The Allison has 85 rooms, an indoor swimming pool, spa treatment rooms, and various other bells and whistles that echo that of Napa and Sonoma’s tony resort scene. Since opening in 2009, the resort has proven what Lett considers thoughtful investment in the parts of wine country that should be used to expand the region’s tourism infrastructure. “We need to take our farmland seriously,” he added. “I’m agnostic about where the source of money comes from, but I’m wildly enthusiastic when that money is invested in our local towns. We have so much cool stuff to offer here.”
It’s a fine line between “Wine Disneyland” and a rising tide
Many winemakers in the valley are heartened by restorationist efforts like those from Jackson and Kajiwara, who capitalized on the potential of a century-old former hardware store in downtown McMinnville. The property took several years of renovation to convert into Oregon’s first Relais & Chateaux hotel, and in 2020, the town rewarded the couple with an award for best historic preservation. The couple knows that this kind of acceptance doesn’t come easily. “There have been a lot of other [hotel] project proposals that just haven’t been approved by the town,” Kajiwara said.

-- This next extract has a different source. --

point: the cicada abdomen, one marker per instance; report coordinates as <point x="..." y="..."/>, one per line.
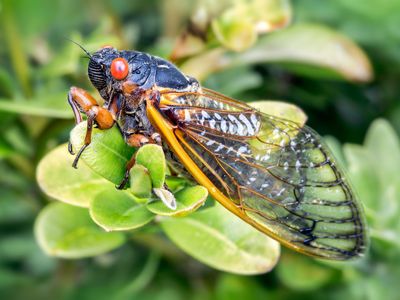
<point x="275" y="174"/>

Bergström shared that the vast majority of his business is done through his family’s tasting room in the Dundee Hills, in a stunning space that was once the family’s private residence. With direct-to-consumer and on-premise sales from visits becoming an increasingly popular way for wineries to make money, tourist infrastructure isn’t just welcome, it’s critical.
What we’re watching now is whether or not Willamette can pull off what has historically proven to be a complicated balance between American wine country that defends the primacy of agriculture and the value of farmland, and practices paving the way for tourism that buoys both winemakers and other local businesses. “The big risk is when bigger players who don’t care about history and community show up, and they just wanna make money,” said Bergström. “That’s when you see that ‘rising tides that lift all ships’ start to erode at 60 years of community.
His proposed solution? “I say let’s develop the Willamette Valley on our own terms…with people who are responsible and respectful of our region investing here.”